24. (−)-Narwedine.BF₃.

25. The (−)-Narwedine.BF₃of claim 24 further characterized by an X-ray powder diffraction pattern (29) (±0.2°) having peaks at approximately 6.913°8.988°, 10.092°, 10.579°, 11.512°, 12.869°, 13.113°, 13.506°, 14.852°, 15.803°, 16.803°, 17.478°, 18.024°, 18.386°, 19.026°, 19.526°, 19.871°, 20.601°, 21.217°, 21.594°, 22.331°, 23.148°, 23.600°, 23.851°, 24.558°, 24.880°, 25.617°, 26.265°, 27.192°, 28.008°, 28.523°, 29.530°, 33.583° and 38.271°.

26. The process of claim 1, further comprising a step of converting (−)-narwedine to (−)-galanthamine-BF₃comprising

treating (−)-narwedine with BF₃.THF complex to produce (−)-narwedine.BF₃; and

treating the (−)-narwedine.BF₃with L-Selectride to produce (−)-galanthamine.BF₃.

27. The process of claim 1, further comprising a step of converting (−)-narwedine to (−)-galanthamine hydrobromide comprising

treating (−)-narwedine with BF₃.THF complex to produce (−)-narwedine.BF₃;

treating the (−)-narwedine.BF₃with L-Selectride to produce (−)-galanthamine.BF₃; and

treating the (−)-galanthamine.BF₃with HBr to produce (−)-galanthamine hydrobromide.

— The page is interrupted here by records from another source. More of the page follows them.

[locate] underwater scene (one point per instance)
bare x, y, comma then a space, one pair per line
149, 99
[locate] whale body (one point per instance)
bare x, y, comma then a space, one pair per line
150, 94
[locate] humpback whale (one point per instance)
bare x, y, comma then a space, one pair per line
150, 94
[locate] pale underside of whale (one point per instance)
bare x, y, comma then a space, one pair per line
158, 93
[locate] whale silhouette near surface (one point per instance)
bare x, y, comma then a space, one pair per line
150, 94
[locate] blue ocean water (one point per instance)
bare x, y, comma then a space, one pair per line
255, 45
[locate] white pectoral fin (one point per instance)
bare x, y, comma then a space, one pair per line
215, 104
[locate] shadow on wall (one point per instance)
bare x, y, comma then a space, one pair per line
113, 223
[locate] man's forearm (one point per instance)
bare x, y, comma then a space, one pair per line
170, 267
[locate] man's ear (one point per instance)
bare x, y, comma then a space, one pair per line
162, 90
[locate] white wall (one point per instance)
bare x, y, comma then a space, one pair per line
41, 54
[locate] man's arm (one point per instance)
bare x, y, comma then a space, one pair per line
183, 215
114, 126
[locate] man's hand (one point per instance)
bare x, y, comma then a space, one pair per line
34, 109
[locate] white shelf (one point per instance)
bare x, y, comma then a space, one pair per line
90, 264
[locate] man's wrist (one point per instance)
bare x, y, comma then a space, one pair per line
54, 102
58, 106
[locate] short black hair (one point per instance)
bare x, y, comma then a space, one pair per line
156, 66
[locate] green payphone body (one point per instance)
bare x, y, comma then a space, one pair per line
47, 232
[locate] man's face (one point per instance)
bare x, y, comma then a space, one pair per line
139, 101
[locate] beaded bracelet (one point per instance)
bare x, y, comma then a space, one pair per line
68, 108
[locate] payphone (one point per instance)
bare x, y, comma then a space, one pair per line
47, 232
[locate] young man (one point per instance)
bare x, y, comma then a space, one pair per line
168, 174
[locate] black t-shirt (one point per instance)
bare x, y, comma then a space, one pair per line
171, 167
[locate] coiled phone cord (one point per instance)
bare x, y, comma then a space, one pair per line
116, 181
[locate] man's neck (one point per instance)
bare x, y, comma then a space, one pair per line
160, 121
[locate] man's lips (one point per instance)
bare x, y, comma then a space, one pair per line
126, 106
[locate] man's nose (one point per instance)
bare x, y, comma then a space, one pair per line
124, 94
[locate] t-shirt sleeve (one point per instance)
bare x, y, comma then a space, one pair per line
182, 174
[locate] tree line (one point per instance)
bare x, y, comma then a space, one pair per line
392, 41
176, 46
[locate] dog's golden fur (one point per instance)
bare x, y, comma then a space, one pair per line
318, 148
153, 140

28. The process of claim 1, further comprising a step of for purifying (−)-galanthamine hydrobromide comprising crystallizing (−)-galanthamine hydrobromide in water in the presence of ammonium bromide.

29. (−)-Galanthamine.BF₃.

30-36. (canceled)

37. A process for preparing dehydroxygalanthamine comprising hydrolyzing tri-sec-butylborate in the presence of (−)-galanthamine.BF₃.

38. (canceled)

39. The process of claim 37 further comprising quenching an excess of L-Selectride under acidic conditions.

40-43. (canceled)

44. The (−)-Galanthamine-BF₃of claim 29, wherein said (−)-galanthamine.BF₃has less than 0.2% by HPLC area of each of epigalanthamine, 1-bromo-12-oxo-lycoramine, (+)-galanthamine and dehydroxygalanthamine.

45. The (−)-Narwedine.BF₃of claim 24 and racemic narwedine having less than 0.2% by HPLC area of lycoraminone.

46. A process for preparing epigalanthamine comprising epirimizing galanthamine under acidic conditions.